If you are studying statistics, you will frequently come across two terms – parametric and non-parametric test. These terms are essential for anyone looking to pursue Statistics and Data Science. However, seldom one understands the gravity of these terms, especially when dealing with a holistic understanding of statistics and its implementation in data science.
Parametric and non-parametric tests are the two main ways of classifying statistical tests. The exciting and complicated aspect of this classification, particularly regarding non-parametric tests in statistics, is that there is no definitive definition of what defines a non-parametric test.
This makes understanding the differences between these two terms more complicated, and you require a more nuanced approach.
One common way is to take examples of parametric tests and then discuss their non-parametric counterparts.
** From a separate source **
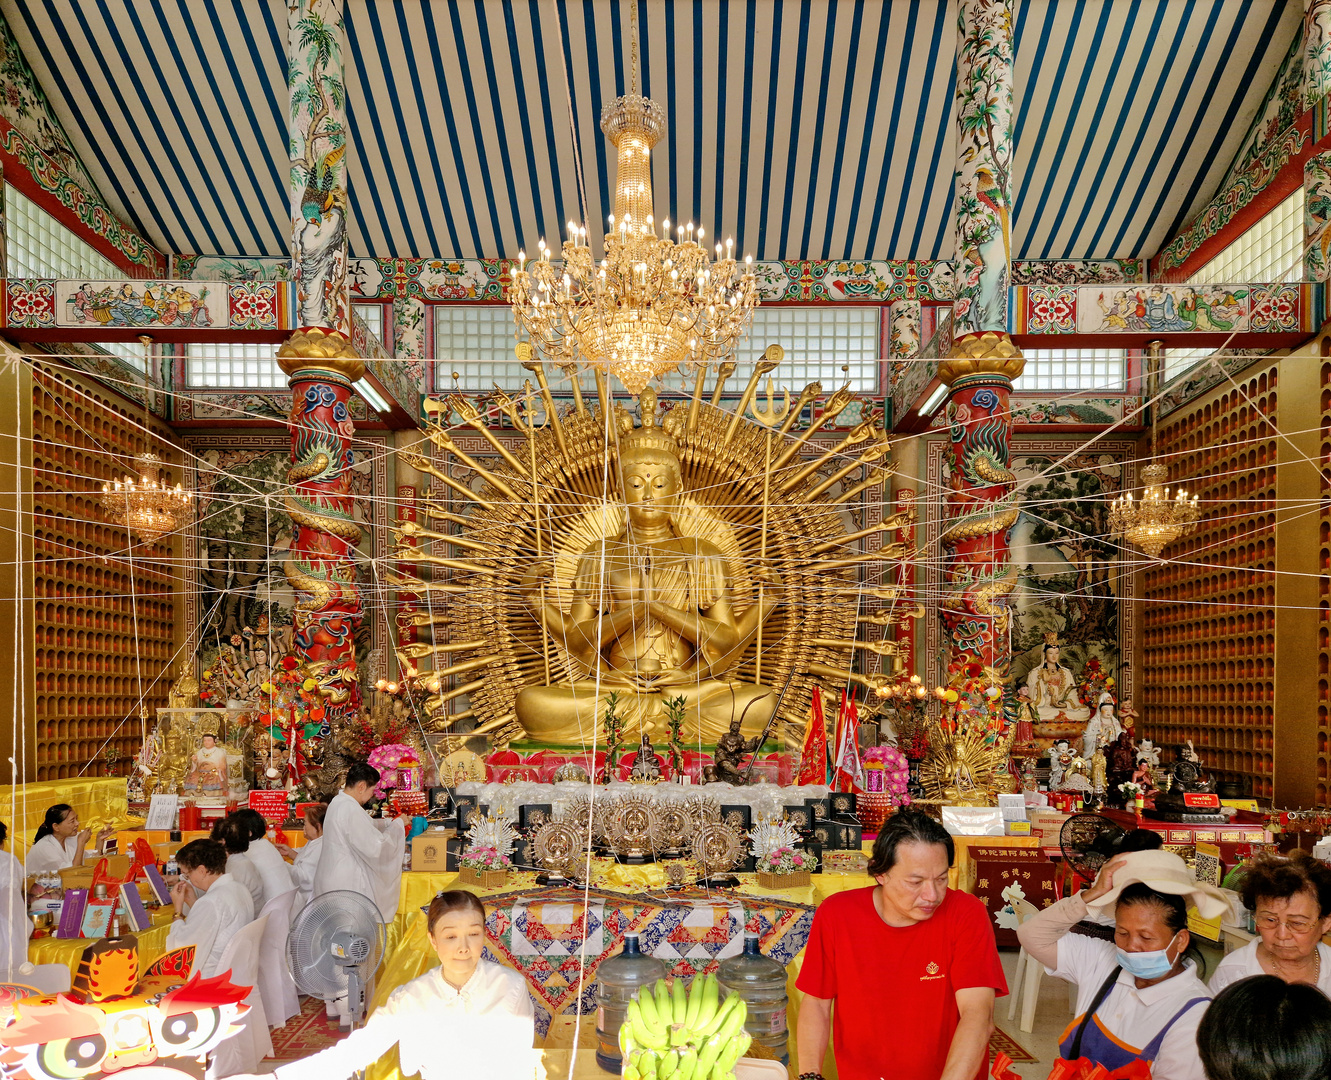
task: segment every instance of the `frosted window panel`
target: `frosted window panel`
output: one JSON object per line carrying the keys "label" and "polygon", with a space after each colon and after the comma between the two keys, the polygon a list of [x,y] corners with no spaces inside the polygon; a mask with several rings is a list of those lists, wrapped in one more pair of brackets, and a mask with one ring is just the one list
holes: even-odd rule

This is one of the best methods to understand the differences. In this article, we will take this approach to understand the topic at hand.
What are Parametric Tests?
Parametric tests are the backbone of statistics and are an inseparable aspect of data science. This is simply because to interpret many models, especially the predictive models that employ statistical algorithms such as linear regression and logistic regression, you must know about specific parametric tests.
However, to fully grasp the idea of what a parametric test is, there are several aspects of Statistics that need to be on the tip of your fingers. Before proceeding, let’s brush up on these concepts.
Also Read: Basic Statistics Concepts for Data Science
Population refers to all individuals or subjects of interest that you want to study. Typically, in statistics, you can never fully collect information on population because-
- Either – the population is too large, causing accessibility issues . For example, suppose you want to know the income of all working Indians. In that case, asking about the income of millions of individuals in the organized and disorganized sector is almost impossible.
- Or – the volume and velocity of the population data are too high, which causes hardware issues (limited memory), making it difficult to process such data . For example, if you want to understand the spending pattern of the major bank’s customers, the sheer number of transactions happening at any given moment can be in millions. Analyzing a month’s data can be computationally so expensive that it’s impossible to use the whole data.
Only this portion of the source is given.